Basketball is more than a game. Springfield College promotes this idea strongly, being the birthplace of the sport itself. On every inch of campus, there is an indication that this is the place where Dr. James Naismith invented the game. A game it may have started as, but so much more it became. Derek Nesland knows this as well as anyone.
Nesland is the founder and president of Courts for Kids, a nonprofit organization that helps to create opportunities for developing cities and countries to build multipurpose athletic courts. Courts for Kids has built 192 courts in 30 different countries around the world. These projects have included 3,924 U.S. participants from various high schools, colleges, and other organizations.
As noted on the Courts for Kids website, their mission is “transforming lives through building courts and cultural exchange.” Values that the organization focuses on are authentic relationships, genuine partnerships, transformational experiences, and exceptional character.
Tuesday night at 7:30 in the Fuller Arts Center, Derek Nesland presented: “Who Says There’s No Traveling in Basketball? Community Development Through Court Building Around the Globe.”
“I feel like this is kind of a homecoming in a way, just because of the impact it has had in terms of basketball, I mean this is where it all began,” Derek said on being at the birthplace of basketball.
Nesland was an Academic All-American and Hall of Fame basketball player at Portland State University. During his freshman year, he was asked to travel to Bosnia and Croatia to play basketball. It was right after the Bosnian war, and the country was war-torn and very different from what he was used to seeing in the U.S. “For me, as a 19-year-old, just wide-eyed college student it rocked my world. My mind exploded with, ‘Wow, this world is a much, much different place than I ever imagined,’” Nesland said.
After traveling to 14 countries playing the sport he loves, Nesland got an email asking if he knew of a team that would play in the Philippines. He replied saying that he didn’t, but inquired if there was a need for a court.

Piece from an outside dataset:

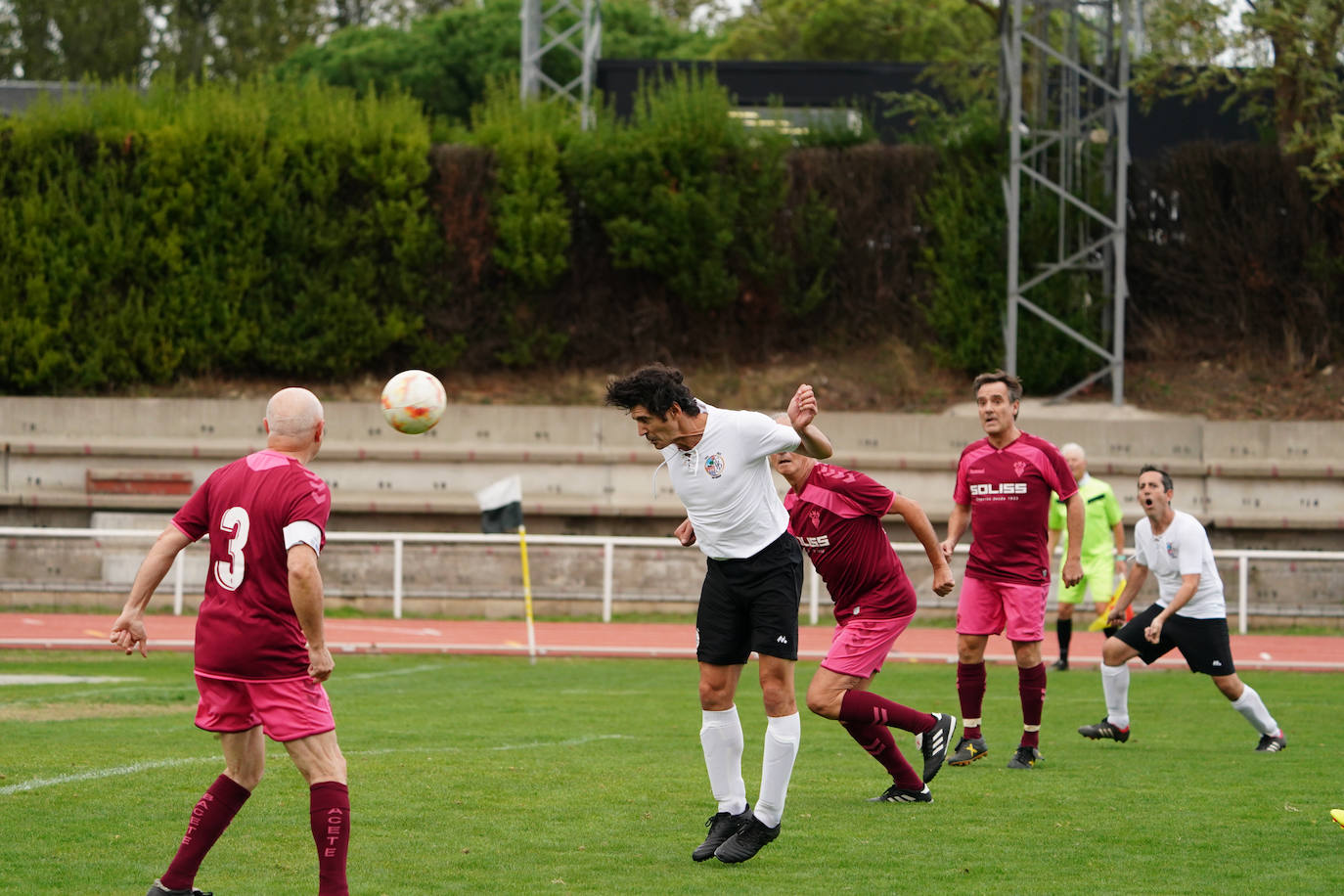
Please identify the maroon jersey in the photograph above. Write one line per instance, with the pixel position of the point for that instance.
(1008, 492)
(246, 628)
(837, 520)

Nesland woke up to three emails back to him with full interest in having a court made, and the rest is Courts for Kids history. He became more and more interested in what he was doing and made the decision to commit his life to doing this.
Nesland recognizes the power of sport and how it is something that connects cultures around the world. “I’ve been to almost every corner of the world, I have never been to a place – and I don’t think a place exists – where kids aren’t playing sports,” Nesland emphasized. “…and if they don’t have access to sports like you and I think of access to sports, they’re going to make their own little nook and cranny and they’re going to find a way.”
The innate want to play sports in children shows how important athletics can be in communities. This is why the courts that this organization builds are more than just the sport itself. The courts are often the center of the communities, and they provide a place for people to gather and celebrate.
They also often serve as a “catalyst for economic development,” as Nesland stated. When a community builds the court, it allows for other opportunities for the economy to thrive, such as concessions at the location or a school being built nearby.
Head of the Humanics project this year, Judy Van Raalte, thought Nesland’s story was perfect for the community of Springfield College, as there is a heavy focus on Humanics, volunteerism, and of course, basketball. “[Derek] really embodies spirit, mind and body, and service to humanity, so I thought that he wrapped up the whole thing of what we stand for,” Van Raalte expressed.
Nesland truly defines what the ‘triangle’ means here at Springfield College. Through recognizing the aspects of spirit, mind, and body and focusing on humanics, he has been able to change the world and create a bridge between communities and cultures, and it all started with basketball.